The plaintiffs now seek an injunction that requires Fresno State to abide by Title IX, the federal civil rights law passed in 1972 to ensure male and female students and employees are treated equally and fairly and provide protection from sex-based discrimination in educational programs or activities that receive federal funding.
“Fresno State has delayed judgment day, but judgment day is still coming,” Bryant said. “We hope to ensure that it gets into compliance with Title IX as soon as possible.”
Mueller, the senior U.S. District Court judge, has set a status conference for April 10. The plaintiffs and the university are to file a joint status report with a proposed schedule for the case moving into the merits phase no later than 14 days before the status conference.
Title IX compliance questioned in lawsuit
The plaintiffs sought to certify two classes, and both were granted by Mueller.

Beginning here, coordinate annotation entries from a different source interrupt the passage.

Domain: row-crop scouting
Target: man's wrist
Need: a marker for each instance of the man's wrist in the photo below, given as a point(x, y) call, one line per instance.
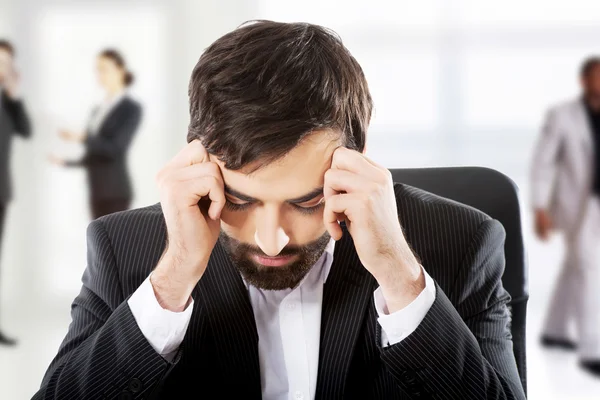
point(402, 286)
point(172, 286)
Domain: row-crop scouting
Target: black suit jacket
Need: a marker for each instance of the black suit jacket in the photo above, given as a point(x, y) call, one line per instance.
point(461, 350)
point(105, 156)
point(13, 121)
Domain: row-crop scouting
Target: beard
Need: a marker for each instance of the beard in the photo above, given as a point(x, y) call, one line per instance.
point(274, 278)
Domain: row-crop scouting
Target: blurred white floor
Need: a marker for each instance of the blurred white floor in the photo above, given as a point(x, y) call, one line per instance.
point(40, 324)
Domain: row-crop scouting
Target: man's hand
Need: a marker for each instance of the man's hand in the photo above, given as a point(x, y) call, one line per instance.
point(192, 228)
point(72, 136)
point(543, 224)
point(360, 192)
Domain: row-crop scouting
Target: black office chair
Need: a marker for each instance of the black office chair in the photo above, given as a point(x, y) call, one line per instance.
point(496, 195)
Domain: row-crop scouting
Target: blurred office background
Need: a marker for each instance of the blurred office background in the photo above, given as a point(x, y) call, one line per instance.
point(455, 82)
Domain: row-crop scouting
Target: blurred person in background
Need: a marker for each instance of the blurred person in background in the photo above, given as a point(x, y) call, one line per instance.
point(276, 266)
point(13, 121)
point(566, 197)
point(107, 138)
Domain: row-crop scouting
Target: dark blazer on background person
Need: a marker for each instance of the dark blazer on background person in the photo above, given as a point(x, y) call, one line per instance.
point(13, 121)
point(461, 350)
point(105, 158)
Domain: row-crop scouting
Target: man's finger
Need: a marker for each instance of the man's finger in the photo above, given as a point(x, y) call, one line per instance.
point(334, 211)
point(351, 160)
point(193, 153)
point(340, 180)
point(206, 186)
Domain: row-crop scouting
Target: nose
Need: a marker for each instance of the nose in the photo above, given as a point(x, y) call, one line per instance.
point(270, 235)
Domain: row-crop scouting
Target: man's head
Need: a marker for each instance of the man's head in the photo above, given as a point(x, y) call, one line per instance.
point(7, 53)
point(590, 77)
point(271, 102)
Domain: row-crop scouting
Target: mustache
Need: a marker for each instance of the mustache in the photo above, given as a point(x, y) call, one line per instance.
point(290, 250)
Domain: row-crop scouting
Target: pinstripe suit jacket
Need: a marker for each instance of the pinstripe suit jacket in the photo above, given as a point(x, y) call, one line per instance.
point(461, 350)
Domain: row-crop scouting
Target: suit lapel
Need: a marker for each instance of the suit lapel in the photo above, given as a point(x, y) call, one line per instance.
point(224, 296)
point(583, 124)
point(346, 295)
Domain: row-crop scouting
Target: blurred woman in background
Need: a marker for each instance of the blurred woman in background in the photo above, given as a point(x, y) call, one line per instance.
point(107, 138)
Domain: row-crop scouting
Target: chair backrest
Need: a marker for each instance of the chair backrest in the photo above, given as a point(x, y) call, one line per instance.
point(496, 195)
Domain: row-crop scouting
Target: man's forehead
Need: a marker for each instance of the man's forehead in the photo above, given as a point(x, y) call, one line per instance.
point(294, 175)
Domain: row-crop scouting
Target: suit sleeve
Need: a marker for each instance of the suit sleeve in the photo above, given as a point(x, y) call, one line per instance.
point(18, 115)
point(545, 157)
point(112, 145)
point(104, 353)
point(463, 348)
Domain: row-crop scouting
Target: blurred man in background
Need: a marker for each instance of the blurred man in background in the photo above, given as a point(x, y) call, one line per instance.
point(566, 197)
point(13, 120)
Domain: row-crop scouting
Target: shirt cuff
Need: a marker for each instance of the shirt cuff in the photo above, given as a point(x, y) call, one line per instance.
point(400, 324)
point(163, 329)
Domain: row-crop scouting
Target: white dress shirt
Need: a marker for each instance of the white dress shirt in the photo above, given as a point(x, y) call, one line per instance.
point(100, 113)
point(288, 324)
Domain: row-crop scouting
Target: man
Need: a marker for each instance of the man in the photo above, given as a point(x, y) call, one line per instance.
point(13, 120)
point(566, 189)
point(275, 266)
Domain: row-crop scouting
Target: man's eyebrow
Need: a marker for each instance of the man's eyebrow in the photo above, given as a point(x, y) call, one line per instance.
point(307, 197)
point(239, 195)
point(304, 198)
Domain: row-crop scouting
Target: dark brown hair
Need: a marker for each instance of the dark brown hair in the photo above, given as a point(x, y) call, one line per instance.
point(258, 91)
point(118, 59)
point(588, 65)
point(6, 45)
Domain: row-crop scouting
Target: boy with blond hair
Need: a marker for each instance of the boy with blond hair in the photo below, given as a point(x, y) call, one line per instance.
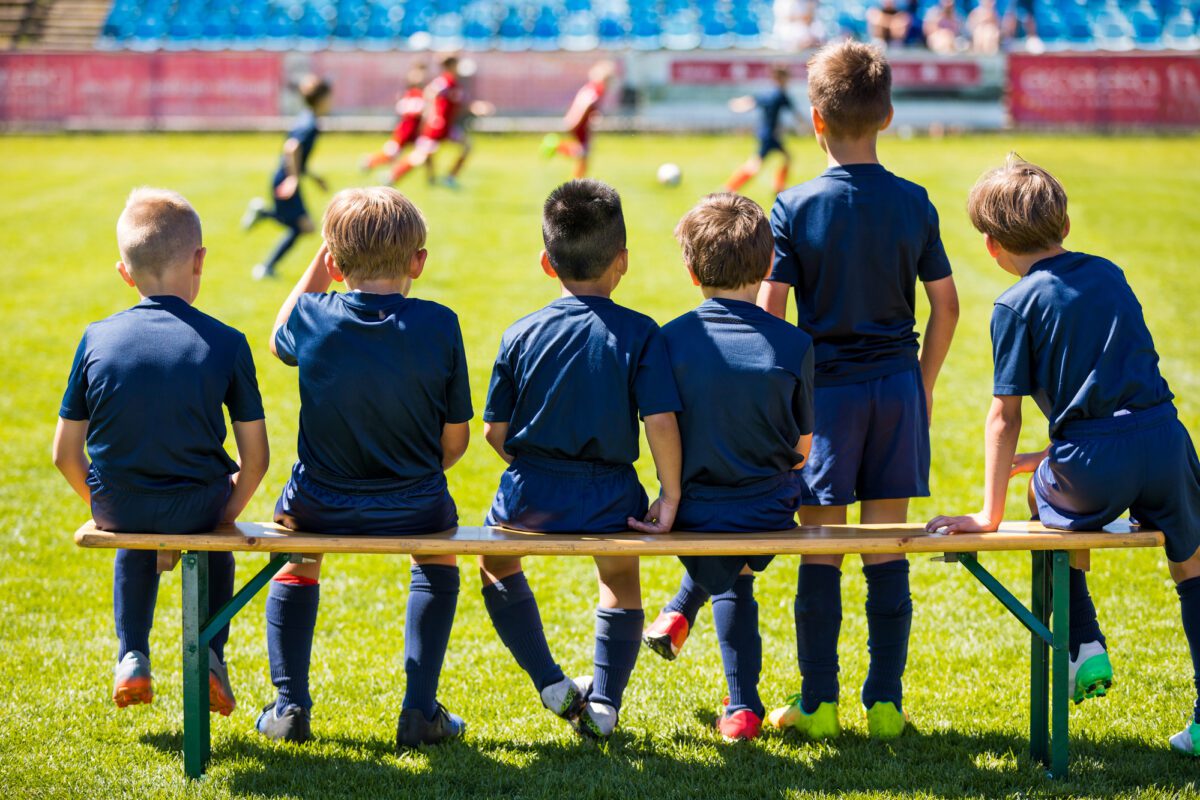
point(384, 404)
point(1072, 335)
point(745, 382)
point(568, 386)
point(144, 397)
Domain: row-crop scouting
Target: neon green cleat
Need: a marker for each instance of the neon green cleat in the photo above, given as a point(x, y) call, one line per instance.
point(886, 721)
point(820, 725)
point(1090, 673)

The first is for an effective accommodation claim that includes current and future female Fresno State students who have lost membership on a women’s varsity intercollegiate athletics team at Fresno State; have sought but not achieved membership on a women’s varsity intercollegiate athletics team at Fresno State; and/or are able and ready to seek membership on a women’s varsity intercollegiate athletics team at Fresno State but have not done so due to a perceived lack of opportunity.
The second class is based on an equal treatment claim that includes current and future female students who participate or have participated in women’s varsity intercollegiate athletics at Fresno State; and/or are able and ready to participate in women’s varsity intercollegiate athletics at Fresno State but have been deterred from doing so by the treatment received by female varsity intercollegiate student-athletes at Fresno State.
Fresno State listed 451 student-athletes in 2023-24 with 252 or 55.9% women and 44.1% men, according to the annual athletics revenue and expenses report it submitted to the NCAA. It awarded 210 female student-athletes more than $4.2 million in scholarship aid and 161 male student-athletes $3.6 million.
The university enrollment in the fall of the 2023-24 academic year was 59.1% female, according to university data.
“We have said all along that Fresno State needs to comply with Title IX,” Bryant said. “If it needs to add women’s teams or expand women’s teams to do that, then that is what it has to do.
“Fresno State is claiming that is not necessary, and it’s going to be in compliance with Title IX anyway. If that’s true, great. What we want is for it to provide gender equity to the male and female student-athletes and if that’s Fresno State’s goal, then we agree on that goal. We just want to make sure it happens.”